The ideology of the movement is based on what was stated by Yevgeny Fyodorov since 2011, according to which after the collapse of the USSR in 1991, the real power in the Russian Federation is in the hands of the United States, and this form of government has led the "occupied" country to the "colony" status.
Also, according to the ideology, the Russian Federation pays "daily tribute" in the form of ruble emission through the Central Bank, and does not invest in supporting of the national economy and does not create a big business in the domestic jurisdiction.
At the same time, the NLM representatives argue that the United States controls federal TV channels, legislative activity and the state apparatus through direct agents (as ministers and officials), as well as through NPOs, that receive foreign grants, and international consulting companies, having access to the documents of key Russian companies.

According to Yevgeny Fyodorov, Russian President Vladimir Putin, being a reformer of the system and the leader of the national liberation movement, began to resist foreign influence (canceling the production sharing agreement, Khasavyurt Accord and prohibiting the adoption of Russian orphans by Americans).

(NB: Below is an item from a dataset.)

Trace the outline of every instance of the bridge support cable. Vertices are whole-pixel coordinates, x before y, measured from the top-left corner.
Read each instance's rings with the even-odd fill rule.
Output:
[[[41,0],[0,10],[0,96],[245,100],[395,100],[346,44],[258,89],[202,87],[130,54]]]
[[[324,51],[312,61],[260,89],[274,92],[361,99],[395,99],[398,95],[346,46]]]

Yevgeny Fyodorov believes that the final victory of the president requires popular support and the goal of the opponents of Vladimir Putin from the opposition is to overthrow the President of the Russian Federation to stop his liberation activities, as well as the introduction of direct control of the metropolis.

In support of the President, Yevgeny Fyodorov suggested to amend the Constitution by adding the concept of state ideology and sovereignty.
Among the demands were the nationalization of the Central Bank, reducing the refinancing rate to 1 percent and the ban on the purchase of foreign currency by the reserve fund.
Like the goal of the movement they proclaimed "the restoration of sovereignty lost in 1991". It has been described as ultra-conservative and far-right.